The second and probably the most important comment is:
On this matter considerable vigilance and speedy action by the Government would seem the only way of mitigating the severity of the problem.
I know from discussions that a great many industrialists are gravely perturbed at the diffident manner in which anti-dumping legislation is being proceeded with, and at the delay in implementing what they believe is essential to mitigate or prevent hardship, loss of employment and unfair competition. I also know that lowpriced imports from countries such as Japan, and places of origin such as Hong Kong, have a very serious effect on certain industries, and this effect can be well-nigh catastrophic.
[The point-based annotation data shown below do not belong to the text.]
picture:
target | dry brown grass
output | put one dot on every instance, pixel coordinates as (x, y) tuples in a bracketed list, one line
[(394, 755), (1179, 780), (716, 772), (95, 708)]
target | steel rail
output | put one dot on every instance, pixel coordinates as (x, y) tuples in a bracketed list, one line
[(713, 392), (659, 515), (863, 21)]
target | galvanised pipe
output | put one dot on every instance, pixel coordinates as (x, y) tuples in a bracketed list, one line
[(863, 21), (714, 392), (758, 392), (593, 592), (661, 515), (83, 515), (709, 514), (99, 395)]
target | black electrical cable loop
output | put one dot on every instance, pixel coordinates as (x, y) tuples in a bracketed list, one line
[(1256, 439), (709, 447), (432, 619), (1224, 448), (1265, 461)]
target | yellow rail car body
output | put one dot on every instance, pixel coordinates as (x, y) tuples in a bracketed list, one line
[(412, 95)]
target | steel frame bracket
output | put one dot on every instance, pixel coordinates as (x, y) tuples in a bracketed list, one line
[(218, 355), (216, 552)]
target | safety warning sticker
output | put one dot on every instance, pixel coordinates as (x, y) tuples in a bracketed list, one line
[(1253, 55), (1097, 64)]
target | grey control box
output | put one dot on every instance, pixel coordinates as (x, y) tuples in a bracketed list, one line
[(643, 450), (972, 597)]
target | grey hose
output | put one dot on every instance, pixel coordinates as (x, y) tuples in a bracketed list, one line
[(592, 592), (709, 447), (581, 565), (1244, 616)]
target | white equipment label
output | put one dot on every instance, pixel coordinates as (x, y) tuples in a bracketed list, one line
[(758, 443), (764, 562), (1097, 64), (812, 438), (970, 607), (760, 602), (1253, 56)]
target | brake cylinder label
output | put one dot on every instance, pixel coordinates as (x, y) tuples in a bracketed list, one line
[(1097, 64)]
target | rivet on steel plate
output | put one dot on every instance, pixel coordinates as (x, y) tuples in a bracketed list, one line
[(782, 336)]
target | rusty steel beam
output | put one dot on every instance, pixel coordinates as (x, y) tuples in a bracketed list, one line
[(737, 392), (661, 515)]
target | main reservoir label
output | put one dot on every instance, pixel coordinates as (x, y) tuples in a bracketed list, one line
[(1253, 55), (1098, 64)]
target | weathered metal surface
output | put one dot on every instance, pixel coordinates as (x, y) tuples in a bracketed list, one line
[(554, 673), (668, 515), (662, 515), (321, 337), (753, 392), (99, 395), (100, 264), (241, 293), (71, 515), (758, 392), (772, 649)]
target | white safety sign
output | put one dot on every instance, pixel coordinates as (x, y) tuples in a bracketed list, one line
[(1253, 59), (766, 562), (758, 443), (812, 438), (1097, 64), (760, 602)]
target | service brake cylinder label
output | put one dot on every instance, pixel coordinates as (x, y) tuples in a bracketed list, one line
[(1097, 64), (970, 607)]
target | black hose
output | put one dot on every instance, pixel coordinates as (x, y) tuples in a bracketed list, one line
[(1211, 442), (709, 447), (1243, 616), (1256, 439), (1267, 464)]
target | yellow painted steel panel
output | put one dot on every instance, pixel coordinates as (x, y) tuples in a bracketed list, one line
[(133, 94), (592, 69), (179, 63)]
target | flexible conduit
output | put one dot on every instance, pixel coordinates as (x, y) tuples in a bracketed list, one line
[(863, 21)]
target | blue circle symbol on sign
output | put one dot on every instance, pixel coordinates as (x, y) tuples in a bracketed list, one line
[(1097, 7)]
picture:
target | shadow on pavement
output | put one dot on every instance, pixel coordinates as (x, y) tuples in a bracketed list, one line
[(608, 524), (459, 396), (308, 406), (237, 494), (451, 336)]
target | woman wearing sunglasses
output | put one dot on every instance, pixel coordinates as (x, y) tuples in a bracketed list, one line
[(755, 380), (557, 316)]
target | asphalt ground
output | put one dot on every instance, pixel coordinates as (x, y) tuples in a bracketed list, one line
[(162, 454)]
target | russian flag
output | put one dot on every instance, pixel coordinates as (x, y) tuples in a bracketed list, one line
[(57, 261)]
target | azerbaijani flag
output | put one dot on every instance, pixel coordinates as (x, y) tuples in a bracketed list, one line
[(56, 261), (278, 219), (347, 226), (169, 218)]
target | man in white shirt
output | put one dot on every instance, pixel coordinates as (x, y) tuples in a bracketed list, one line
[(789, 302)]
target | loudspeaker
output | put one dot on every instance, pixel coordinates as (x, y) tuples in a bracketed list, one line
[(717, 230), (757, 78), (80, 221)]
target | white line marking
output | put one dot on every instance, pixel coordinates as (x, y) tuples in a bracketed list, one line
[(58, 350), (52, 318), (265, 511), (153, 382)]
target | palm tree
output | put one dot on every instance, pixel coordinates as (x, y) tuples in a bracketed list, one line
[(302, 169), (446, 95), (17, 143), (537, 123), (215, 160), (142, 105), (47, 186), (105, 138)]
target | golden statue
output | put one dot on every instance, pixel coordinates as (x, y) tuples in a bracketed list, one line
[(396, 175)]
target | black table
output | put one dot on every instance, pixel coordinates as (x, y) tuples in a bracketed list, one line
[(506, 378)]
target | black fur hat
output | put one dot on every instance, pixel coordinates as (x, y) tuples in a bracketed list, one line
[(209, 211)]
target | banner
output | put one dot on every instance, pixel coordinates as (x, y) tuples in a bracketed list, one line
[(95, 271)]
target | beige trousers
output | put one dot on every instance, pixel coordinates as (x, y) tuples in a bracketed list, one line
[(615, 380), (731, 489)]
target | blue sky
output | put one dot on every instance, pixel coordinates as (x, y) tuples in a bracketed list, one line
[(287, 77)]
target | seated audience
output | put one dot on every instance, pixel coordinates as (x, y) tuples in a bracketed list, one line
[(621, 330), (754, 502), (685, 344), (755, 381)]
It is vital that the delay and procrastination which have characterised the activities of the Government should cease. Legislation should be enacted which will enable action to be taken before, not after the problems created by dumping have been dealt with.
This Budget is obviously designed for the purpose of winning the local elections. Over the past two or three years, we had a succession of easy Budgets before elections, and increased taxation the minute the elections were over.